ROMA -  La notizia di giornata è che il pareggio nel derby e la contemporanea vittoria della Juventus sull’ostico terreno del San Paolo non sembrano aver infiacchito le ambizioni di vittoria della Roma, anzi. E dalle dichiarazioni di Rudi Garcia, alla vigilia della delicata trasferta di Palermo, il concetto rimbomba forte e chiaro: Roma non molla. «Nemmeno di un centimetro», sentenzia il tecnico giallorosso. 

GARCIA: A PALERMO PER I 3 PUNTI - Nessuna ulteriore polemica con Lotito («credo che i dirigenti della mia squadra abbiano già abbondantemente risposto»), ma massima attenzione alle trappole che la Roma potrebbe trovare a Palermo: «Ai tifosi dico che c'è un calendario, la carta e la realtà. A volte vincere sembra facile ma non è così, lo abbiamo imparato a nostre spese quest'anno. Nessuna partita è vinta al calcio d'inizio. E visto che dobbiamo recuperare i punti persi fuori casa, andremo a Palermo per farlo».

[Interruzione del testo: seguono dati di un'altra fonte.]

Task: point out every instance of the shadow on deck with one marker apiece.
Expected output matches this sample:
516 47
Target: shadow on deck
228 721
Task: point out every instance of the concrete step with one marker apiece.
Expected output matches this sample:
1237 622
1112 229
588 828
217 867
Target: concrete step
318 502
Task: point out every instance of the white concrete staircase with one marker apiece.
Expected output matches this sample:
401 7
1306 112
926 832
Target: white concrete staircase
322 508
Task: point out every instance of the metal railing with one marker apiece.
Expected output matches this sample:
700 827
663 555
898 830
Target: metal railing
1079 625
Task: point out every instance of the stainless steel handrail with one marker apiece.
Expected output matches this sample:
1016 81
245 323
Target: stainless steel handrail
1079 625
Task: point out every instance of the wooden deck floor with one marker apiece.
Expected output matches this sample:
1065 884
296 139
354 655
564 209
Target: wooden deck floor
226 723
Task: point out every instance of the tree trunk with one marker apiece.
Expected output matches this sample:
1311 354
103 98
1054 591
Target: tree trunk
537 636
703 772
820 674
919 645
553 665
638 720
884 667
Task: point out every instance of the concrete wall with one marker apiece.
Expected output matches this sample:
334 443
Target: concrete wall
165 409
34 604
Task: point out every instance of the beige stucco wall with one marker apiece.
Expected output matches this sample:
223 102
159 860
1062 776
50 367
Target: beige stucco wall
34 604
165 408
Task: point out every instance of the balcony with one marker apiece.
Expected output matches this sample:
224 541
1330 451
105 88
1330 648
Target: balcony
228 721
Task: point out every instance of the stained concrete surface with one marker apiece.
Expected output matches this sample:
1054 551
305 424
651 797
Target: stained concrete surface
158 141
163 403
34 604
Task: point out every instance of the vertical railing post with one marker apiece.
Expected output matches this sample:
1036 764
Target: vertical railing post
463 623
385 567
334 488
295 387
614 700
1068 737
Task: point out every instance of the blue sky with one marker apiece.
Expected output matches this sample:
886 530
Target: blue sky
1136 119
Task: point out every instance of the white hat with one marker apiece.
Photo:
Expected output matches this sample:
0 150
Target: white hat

Solo una considerazione sul presunto vantaggio della Juve, alle prese con un turno decisamente più abbordabile: «Il calendario è bizzarro, una volta sembra difficile, l'altra più facile. Noi abbiamo perso 2 punti e la Juve ha vinto quando sembravamo favoriti e viceversa. Non è una verità, conta solo il campo». 

TOTTI OK, A PALERMO BALLOTTAGGIO CON DESTRO - Il quesito che rimbalza da più parti è sempre il solito: chi sarà il centravanti, Destro o Totti? «Su Destro mi sono già espresso - le parole di Garcia - conto su di lui. Quando parlo con Destro è al 100%, sono tranquillo su questa cosa. Continuerà a segnare ancora tanto in giallorosso, per quanto riguarda Totti, sarà pronto per domani, sicuramente».

Alla luce delle squalifiche di De Rossi e Nainggolan e dell’indisponibilità di Torosidis, gli undici scelti da Garcia per la trasferta di Palermo, match diretto dall’arbitro Damato di Barletta, dovrebbero essere i seguenti: De Sanctis in porta; Maicon, Manolas, Yanga Mbiwa e Holebas in difesa; Florenzi, Strootman e Pjanic a centrocampo; Iturbe, Totti e Ljajic in attacco. 

SALAH, NOME NUOVO PER L’ATTACCO - Sul fronte mercato, malgrado le parole anestetizzanti di Rudi Garcia sull’argomento («I nomi che vengono fuori a gennaio sono come i fiori d'inverno: dobbiamo aspettare prima di pensare a rinforzare la rosa. La mia squadra è stata costruita per far fronte ai tanti impegni che avremo nel corso della stagione e se non avremo infortuni seri va benissimo così»), Walter Sabatini lavora soprattutto sul fronte offensivo. Arrivato agli ultimi dettagli dell’operazione revival Borriello al Genoa, il direttore sportivo giallorosso è ancora alle prese con le spine del caso Destro, particolarmente irrequieto visto il suo status di panchinaro fisso, ma al momento senza pretendenti ufficiali per l’acquisto del suo cartellino. In attesa di dipanare l’ingarbugliata matassa, Sabatini ha intanto aperto un fronte di mercato con il Chelsea per Salah, non un vero e proprio centravanti ma un’ottima alternativa per tutti e tre i ruoli dell’attacco. La proposta della Roma è un prestito con diritto di riscatto, mentre il club londinese gradirebbe un «obbligo», con cifra fissata a 15 milioni. Nei prossimi giorni sono attesi sviluppi importanti.